Bhasha Mukherjee, who was crowned Miss England in 2019, has returned to the United Kingdom from overseas charity work to continue her career as a doctor amid the coronavirus pandemic.
The beauty queen took a career break as a junior doctor after competing in the Miss World pageant in December 2019. Mukherjee represented England at the pageant after winning Miss England.
Invited to be an ambassador for several charities, Mukherjee had planned to hang up her stethoscope and focus on humanitarian work until August this year.
“I was invited to Africa, to Turkey, then to India, Pakistan and several other Asian countries to be an ambassador for various charity work,” she said.
At the beginning of March, the 24-year-old had been in India for four weeks on behalf of Coventry Mercia Lions Club, a development and community charity for which she was ambassador. They visited schools with donations of stationery, and also gave money to a home for abandoned girls.
But as the coronavirus situation worsened back home in the UK, Mukherjee was getting messages from former colleagues at her old hospital, the Pilgrim Hospital in Boston, eastern England, telling her how hard the situation was for them.
She contacted the hospital’s management team to let them know that she wanted to return to work.
Mukherjee, who moved to the English city of Derby from Kolkata at the age of 9, said: “I felt a sense of this is what I’d got this degree for and what better time to be part of this particular sector than now.”

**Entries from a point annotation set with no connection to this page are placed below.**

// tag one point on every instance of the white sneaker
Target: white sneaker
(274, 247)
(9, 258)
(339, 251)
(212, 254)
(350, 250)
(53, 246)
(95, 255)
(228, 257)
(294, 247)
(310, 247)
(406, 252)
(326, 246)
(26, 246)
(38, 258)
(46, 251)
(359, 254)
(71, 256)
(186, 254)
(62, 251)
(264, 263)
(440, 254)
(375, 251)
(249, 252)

“It was incredible the way the whole world was celebrating all key workers, and I wanted to be one of those, and I knew I could help,” she said.
And so Mukherjee returned to the UK on Wednesday after working with the British High Commission in Kolkata to find a flight from India to Frankfurt, then to London.
“There’s no better time for me to be Miss England and helping England at a time of need,” she said.
Mukherjee is self-isolating for one to two weeks until she can return to work as a doctor at the Pilgrim Hospital. She specializes in respiratory medicine but said doctors are currently being rotated to wherever they are needed.
As of Monday, the UK had recorded more than 48,000 cases of coronavirus and nearly 5,000 deaths, according to figures from Johns Hopkins University.